Seid ihr euch vorher schon einmal begegnet?

Blake: Nein, das war tatsächlich das erste Mal.

Und dann hat dir Pino einige seiner Ideen vorgespielt, und du warst daran interessiert, eine gemeinsame CD zu produzieren?

Blake: Ja! Wir waren zusammen in New York, um gemeinsam John Legends Platte zu promoten, und Pino sagte: „Ich gehe noch in das Studio eines Freundes, um an einem meiner Songs zu arbeiten. Hast du Lust mitzukommen und dir mal anzuhören, was wir da machen?“ Ich ging dann mit und habe gleich ein paar Gitarrentracks eingespielt. Einen oder zwei Monate später traf ich Pino und fragte ihn, was aus dem Track geworden sei.

Blake mit einer Parlor-Gitarre aus der Vorkriegszeit (Bild: Jason Tippett)

Wir gingen dann in mein Haus, öffneten die Aufnahme-Session und hörten uns alles nochmal an. Ich schlug vor, den Song, der bis dahin nur aus ein oder zwei Riffs bestand, auszubauen und verschiedene Songteile hinzuzufügen, um damit einen dynamischen Bogen zu kreieren. Nur als Experiment, um zu sehen was dann passiert. Dieser Song war ‚Ekouté‘. Wir haben uns Schritt für Schritt vorgetastet und abhängig von dem Stadium, in dem der Song war, immer neue Ansätze gewählt und mit der Instrumentierung oder mit Polyrhythmen experimentiert. Das war unsere grundsätzliche Methode, auch für die folgenden Nummern.

‚Notes With Attachments‘ ist dein erstes Soloalbum, Pino. Wenn ich mir sonst Alben von Bassisten anhöre, sind die sich alle irgendwie ähnlich. Meistens spielen berühmte Schlagzeuger ausgefuchste Grooves, über die dann die Bassisten virtuose und spektakuläre Soli abdrücken. Dein Ansatz ist da ein vollkommen anderer.

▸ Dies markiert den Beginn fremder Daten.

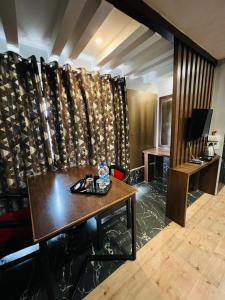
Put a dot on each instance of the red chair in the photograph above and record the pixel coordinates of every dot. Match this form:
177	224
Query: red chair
104	218
15	232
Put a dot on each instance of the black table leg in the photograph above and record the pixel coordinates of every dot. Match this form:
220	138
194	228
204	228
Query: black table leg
112	257
48	280
123	257
133	226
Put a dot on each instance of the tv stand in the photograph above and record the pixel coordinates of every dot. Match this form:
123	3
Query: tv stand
178	184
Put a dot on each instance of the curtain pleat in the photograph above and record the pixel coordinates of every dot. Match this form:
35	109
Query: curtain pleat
121	125
66	118
24	140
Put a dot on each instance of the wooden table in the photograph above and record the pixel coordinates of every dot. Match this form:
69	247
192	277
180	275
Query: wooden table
54	208
178	184
153	155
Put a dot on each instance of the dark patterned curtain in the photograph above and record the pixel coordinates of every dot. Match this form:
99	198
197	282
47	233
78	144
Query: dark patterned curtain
66	115
24	142
87	116
97	93
120	105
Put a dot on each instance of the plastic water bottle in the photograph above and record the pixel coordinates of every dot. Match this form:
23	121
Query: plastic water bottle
103	173
106	174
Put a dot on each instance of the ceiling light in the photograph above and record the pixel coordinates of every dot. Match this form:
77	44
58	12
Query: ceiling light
98	41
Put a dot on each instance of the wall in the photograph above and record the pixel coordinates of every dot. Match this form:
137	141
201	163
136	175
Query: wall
142	114
192	88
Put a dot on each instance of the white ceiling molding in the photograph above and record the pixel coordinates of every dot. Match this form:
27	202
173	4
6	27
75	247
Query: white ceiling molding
154	63
69	22
96	21
9	22
203	21
122	43
141	43
160	47
158	67
69	31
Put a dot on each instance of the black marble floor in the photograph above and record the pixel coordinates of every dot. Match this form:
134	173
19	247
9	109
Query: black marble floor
69	250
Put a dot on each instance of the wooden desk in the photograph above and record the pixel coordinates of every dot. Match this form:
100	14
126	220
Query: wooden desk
153	153
54	208
178	184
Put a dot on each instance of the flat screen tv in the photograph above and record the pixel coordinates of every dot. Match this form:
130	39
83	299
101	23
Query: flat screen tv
199	123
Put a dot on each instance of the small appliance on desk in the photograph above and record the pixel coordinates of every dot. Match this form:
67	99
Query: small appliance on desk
197	127
209	150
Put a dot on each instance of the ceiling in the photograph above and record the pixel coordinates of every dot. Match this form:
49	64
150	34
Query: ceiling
203	21
85	33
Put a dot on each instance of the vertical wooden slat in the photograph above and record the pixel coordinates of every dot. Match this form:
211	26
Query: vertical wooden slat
193	83
175	103
182	107
191	62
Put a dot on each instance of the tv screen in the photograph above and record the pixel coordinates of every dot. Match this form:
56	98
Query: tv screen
199	123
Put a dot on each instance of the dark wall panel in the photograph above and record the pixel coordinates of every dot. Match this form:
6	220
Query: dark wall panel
142	113
192	88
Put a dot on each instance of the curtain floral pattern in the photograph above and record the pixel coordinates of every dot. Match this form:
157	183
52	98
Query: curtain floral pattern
120	105
24	141
64	118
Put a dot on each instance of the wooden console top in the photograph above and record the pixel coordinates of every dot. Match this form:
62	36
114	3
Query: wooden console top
191	168
158	151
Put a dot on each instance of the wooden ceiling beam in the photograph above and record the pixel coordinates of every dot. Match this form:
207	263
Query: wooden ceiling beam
143	13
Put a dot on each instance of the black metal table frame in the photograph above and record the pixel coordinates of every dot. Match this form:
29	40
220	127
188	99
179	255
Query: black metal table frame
44	259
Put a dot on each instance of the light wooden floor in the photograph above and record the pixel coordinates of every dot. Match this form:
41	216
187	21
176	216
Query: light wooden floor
179	263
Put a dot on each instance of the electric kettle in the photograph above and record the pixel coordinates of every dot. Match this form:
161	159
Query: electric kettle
209	150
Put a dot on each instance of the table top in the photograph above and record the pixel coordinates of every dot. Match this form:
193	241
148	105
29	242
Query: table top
54	208
190	168
158	151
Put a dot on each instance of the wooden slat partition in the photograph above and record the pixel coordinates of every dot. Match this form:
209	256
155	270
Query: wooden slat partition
192	88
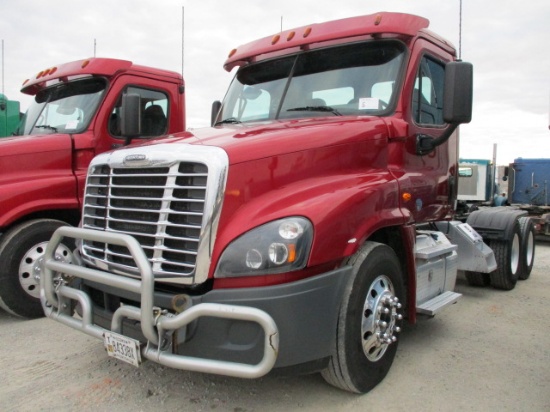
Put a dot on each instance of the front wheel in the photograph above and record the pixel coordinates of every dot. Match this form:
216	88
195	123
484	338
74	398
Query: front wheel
369	321
21	254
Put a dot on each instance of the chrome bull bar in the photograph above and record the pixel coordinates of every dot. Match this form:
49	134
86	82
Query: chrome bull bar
55	294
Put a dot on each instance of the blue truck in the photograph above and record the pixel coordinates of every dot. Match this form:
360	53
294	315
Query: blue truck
528	181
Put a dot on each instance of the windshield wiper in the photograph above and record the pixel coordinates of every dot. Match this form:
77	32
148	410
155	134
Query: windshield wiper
230	120
46	126
315	109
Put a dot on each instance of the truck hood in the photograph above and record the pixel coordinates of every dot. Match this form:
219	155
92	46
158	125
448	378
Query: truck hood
24	145
244	142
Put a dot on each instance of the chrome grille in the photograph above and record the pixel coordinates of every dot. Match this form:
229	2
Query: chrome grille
162	207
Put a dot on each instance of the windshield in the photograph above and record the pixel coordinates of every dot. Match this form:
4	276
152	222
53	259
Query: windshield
64	108
357	79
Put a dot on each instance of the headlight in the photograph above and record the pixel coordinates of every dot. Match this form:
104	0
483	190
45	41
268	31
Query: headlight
276	247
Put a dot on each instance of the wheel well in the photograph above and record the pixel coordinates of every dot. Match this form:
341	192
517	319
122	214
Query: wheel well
69	216
393	237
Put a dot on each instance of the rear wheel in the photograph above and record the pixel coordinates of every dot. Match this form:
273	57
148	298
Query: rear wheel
21	254
477	278
369	321
508	257
527	229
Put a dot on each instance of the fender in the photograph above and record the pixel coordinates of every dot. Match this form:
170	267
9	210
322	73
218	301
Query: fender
495	223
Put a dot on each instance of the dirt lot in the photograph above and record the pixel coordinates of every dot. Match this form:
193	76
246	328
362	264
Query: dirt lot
489	352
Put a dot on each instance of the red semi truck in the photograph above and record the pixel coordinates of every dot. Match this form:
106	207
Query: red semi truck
300	230
75	115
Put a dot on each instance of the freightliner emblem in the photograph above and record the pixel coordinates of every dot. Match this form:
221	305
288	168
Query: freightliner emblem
135	158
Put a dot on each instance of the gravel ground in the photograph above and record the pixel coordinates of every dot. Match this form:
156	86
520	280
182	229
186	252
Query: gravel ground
489	352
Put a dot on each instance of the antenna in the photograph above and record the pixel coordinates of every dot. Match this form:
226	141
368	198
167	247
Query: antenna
182	36
2	66
460	33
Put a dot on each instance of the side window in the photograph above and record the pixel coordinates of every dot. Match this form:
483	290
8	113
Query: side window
427	101
154	110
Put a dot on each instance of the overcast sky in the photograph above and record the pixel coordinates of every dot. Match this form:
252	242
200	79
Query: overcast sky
508	42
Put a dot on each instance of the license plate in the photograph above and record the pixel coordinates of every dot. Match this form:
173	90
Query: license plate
122	347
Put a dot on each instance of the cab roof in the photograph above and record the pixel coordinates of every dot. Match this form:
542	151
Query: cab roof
374	24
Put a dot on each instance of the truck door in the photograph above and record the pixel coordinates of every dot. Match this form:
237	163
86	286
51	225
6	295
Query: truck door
431	178
155	109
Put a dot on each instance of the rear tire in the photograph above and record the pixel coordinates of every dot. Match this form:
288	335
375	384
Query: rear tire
369	320
21	253
508	258
477	278
527	229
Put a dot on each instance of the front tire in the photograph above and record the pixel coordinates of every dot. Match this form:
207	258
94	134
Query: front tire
369	321
21	253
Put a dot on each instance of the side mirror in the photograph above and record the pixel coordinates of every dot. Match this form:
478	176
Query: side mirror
216	106
458	94
457	104
130	116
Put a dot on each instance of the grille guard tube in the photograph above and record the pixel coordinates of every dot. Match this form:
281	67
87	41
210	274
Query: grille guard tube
54	301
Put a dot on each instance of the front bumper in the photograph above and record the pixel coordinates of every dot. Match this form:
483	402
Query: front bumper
235	332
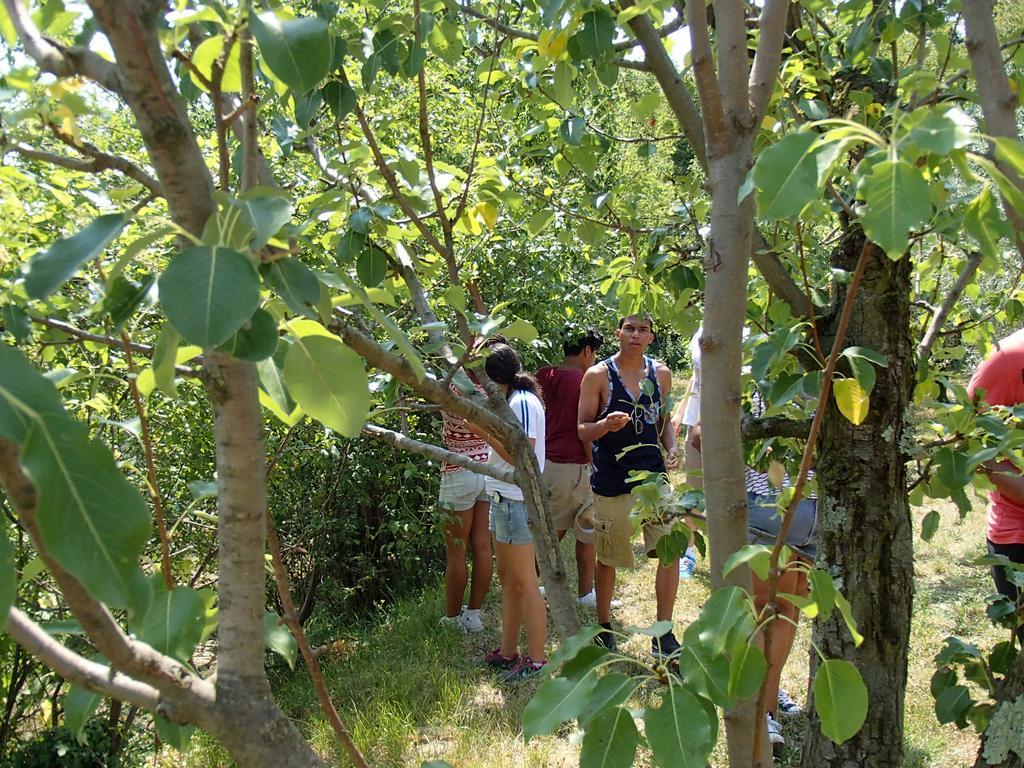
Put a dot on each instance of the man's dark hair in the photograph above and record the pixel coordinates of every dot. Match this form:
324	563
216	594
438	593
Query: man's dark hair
574	343
642	315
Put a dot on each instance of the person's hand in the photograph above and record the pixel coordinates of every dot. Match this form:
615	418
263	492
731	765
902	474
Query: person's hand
672	458
615	421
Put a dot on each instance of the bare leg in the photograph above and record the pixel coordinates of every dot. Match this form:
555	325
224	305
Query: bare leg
586	557
604	579
782	632
483	566
666	585
457	527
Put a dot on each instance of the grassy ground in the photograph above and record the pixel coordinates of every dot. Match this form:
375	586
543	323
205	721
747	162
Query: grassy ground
412	691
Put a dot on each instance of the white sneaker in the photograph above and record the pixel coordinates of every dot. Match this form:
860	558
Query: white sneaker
590	601
470	622
774	733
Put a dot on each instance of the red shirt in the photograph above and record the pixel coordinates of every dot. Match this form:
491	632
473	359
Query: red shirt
561	403
1001	376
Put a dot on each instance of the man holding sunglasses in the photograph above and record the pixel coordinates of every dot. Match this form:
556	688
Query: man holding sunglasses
622	413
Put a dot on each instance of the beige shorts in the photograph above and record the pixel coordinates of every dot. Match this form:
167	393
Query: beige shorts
571	499
613	531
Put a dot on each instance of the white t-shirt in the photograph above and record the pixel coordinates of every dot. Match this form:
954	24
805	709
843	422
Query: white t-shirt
529	411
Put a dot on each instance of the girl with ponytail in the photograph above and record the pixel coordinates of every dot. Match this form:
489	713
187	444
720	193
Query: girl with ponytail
521	601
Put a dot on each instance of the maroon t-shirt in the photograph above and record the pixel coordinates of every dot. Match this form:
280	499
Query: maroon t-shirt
561	401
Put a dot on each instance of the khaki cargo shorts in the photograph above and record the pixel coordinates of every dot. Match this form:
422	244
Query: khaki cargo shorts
613	531
571	499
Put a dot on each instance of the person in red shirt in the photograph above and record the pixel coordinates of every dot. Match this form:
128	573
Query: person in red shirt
999	381
567	468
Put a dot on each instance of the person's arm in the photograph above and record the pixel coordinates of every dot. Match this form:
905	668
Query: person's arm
680	412
1007	478
666	428
591	394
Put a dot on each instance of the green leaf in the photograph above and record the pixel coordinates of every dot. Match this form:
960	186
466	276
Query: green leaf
278	638
296	284
164	355
298	51
371	266
173	734
79	706
679	731
539	220
8	579
941	132
594	38
853	401
265	212
329	382
757	556
929	525
91	519
208	293
610	740
748	668
708	676
54	266
16	322
174	623
841	698
25	395
897	199
556	700
611	689
340	98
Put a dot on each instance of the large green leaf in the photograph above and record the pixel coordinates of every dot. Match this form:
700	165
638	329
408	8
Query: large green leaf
278	637
265	211
91	519
841	698
298	51
208	293
678	730
896	200
328	380
296	284
174	623
25	394
597	29
54	266
556	700
611	690
610	740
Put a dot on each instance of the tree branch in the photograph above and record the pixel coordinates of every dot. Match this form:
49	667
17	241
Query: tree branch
769	53
57	59
76	669
438	454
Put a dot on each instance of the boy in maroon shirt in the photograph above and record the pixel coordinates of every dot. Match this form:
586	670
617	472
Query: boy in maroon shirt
567	468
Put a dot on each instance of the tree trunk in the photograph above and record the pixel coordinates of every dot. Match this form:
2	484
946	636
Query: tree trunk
865	535
721	355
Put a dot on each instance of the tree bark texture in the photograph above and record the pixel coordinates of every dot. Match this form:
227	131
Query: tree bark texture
865	534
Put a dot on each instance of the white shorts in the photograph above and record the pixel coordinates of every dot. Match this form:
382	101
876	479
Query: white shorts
460	491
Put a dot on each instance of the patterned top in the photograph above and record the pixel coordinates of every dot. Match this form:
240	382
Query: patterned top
459	440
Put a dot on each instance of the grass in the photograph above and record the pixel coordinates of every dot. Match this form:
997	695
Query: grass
412	691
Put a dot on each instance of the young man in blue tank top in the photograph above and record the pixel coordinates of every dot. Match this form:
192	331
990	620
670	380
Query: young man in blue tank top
623	412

Pino: Ja, das liegt erstmal daran, dass ich kein Virtuose bin. Wenn ich alles, was ich in dieser virtuosen Richtung kann, spielen würde, wäre ich in drei Minuten fertig. Mich interessiert viel mehr die Komposition und die Art, wie ein Song vorgetragen wird. Als ich anfing, Bass zu spielen, habe ich es natürlich geliebt, die Alben von Jaco Pastorius oder Stanley Clarke anzuhören, die durch unglaubliches instrumentales Können bestechen. Aber das war nicht die Richtung, in die ich mich entwickeln wollte. Vielleicht liegt darin auch der Grund, warum es so lange gedauert hat, bis ich für mich selbst ein Konzept für ein instrumentales Album gefunden habe.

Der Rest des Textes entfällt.